I just read the abstract of a forthcoming paper (Kvaal and Nobes 2010) that compares the accounting policies of blue chip companies in the largest five stock markets that use IFRS. By comparing the policy disclosures in annual reports, the authors find “significant evidence that pre-IFRS national practice continues where this is allowed within IFRS.”  The authors conclude that national patterns of IFRS continue after IFRS adoption.

Although I haven’t been able to read the paper itself (so I cannot comment on the quality of the analysis or the conclusions), I am intrigued by the question and am interested in any evidence that describes how IFRS is applied in practice. My own experience with IFRS is that preparers often find themselves with little practical guidance on how to interpret or apply the vague principles within many IFRS standards.  For example, paragraph 13 of IAS 18 Revenue contains the only guidance in IFRS on multiple element arrangements. Many IFRS preparers simply look to US GAAP’s EITF 00-21 (now referred to as ASC 605-25 Multiple Element Arrangements) rather than create from scratch their own policy interpretation. One big benefit of this approach is that they know their international auditors are likely to be accepting of the EITF 00-21 approach too.
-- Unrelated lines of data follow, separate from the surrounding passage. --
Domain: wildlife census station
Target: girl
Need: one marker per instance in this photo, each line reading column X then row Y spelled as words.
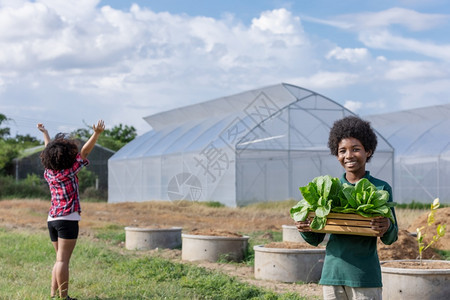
column 62, row 162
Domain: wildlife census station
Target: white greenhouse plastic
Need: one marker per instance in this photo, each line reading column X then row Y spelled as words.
column 256, row 146
column 421, row 138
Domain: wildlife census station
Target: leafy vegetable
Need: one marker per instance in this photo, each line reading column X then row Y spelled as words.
column 325, row 194
column 318, row 196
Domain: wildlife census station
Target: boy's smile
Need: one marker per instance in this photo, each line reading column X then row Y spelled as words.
column 353, row 157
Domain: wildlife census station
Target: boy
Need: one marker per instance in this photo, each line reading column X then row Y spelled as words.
column 351, row 268
column 62, row 162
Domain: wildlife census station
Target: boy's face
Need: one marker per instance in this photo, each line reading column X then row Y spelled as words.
column 353, row 157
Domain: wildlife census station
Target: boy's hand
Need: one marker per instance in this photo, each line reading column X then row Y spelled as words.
column 303, row 226
column 41, row 127
column 100, row 127
column 380, row 224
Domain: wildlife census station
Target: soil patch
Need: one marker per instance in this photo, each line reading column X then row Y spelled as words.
column 214, row 232
column 193, row 217
column 291, row 245
column 404, row 248
column 424, row 265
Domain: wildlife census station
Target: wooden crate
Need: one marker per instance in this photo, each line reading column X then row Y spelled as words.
column 353, row 224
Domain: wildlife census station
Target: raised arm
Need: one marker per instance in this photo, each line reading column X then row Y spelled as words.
column 87, row 148
column 44, row 131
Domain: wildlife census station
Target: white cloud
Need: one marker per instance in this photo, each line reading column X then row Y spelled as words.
column 326, row 80
column 388, row 41
column 348, row 54
column 405, row 70
column 353, row 106
column 408, row 18
column 420, row 94
column 99, row 62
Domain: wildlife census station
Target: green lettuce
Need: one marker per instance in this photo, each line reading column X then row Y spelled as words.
column 318, row 196
column 325, row 194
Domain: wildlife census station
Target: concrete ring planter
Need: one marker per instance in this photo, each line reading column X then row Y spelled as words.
column 404, row 283
column 151, row 238
column 288, row 265
column 213, row 248
column 291, row 234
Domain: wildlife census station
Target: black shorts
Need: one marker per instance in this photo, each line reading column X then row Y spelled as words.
column 63, row 229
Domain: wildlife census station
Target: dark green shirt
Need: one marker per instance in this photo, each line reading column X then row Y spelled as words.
column 352, row 260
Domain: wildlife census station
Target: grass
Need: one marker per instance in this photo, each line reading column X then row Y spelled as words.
column 99, row 271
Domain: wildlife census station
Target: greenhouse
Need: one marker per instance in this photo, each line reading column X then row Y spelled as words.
column 421, row 139
column 255, row 146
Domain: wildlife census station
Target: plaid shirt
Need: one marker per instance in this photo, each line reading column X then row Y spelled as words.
column 64, row 188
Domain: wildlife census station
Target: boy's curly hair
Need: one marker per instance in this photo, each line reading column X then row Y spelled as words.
column 60, row 153
column 352, row 127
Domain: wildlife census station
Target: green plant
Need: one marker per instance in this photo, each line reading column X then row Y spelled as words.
column 325, row 194
column 440, row 230
column 318, row 197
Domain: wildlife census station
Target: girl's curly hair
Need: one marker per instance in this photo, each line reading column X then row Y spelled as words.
column 60, row 153
column 352, row 127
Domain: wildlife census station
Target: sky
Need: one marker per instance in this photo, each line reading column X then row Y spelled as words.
column 70, row 63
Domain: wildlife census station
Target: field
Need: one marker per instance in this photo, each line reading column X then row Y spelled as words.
column 102, row 228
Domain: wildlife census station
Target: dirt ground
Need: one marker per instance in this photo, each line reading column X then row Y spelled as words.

Because so many IFRS standards contain principles only with very little implementation guidance, and because these principles are often so loosely described, it seems relatively easy for countries and companies to argue that their own legacy GAAP is consistent with those principles. For those standards where this is the case, companies can conclude that they are following IFRS, but we still see inconsistent policies across countries (as the Kvaal and Nobes paper documents). Unless IFRS standards can become more concrete in their principles and provide a sufficient amount of authoritative implementation guidance to clarify those principles, I wonder whether IFRS can ever produce global comparability.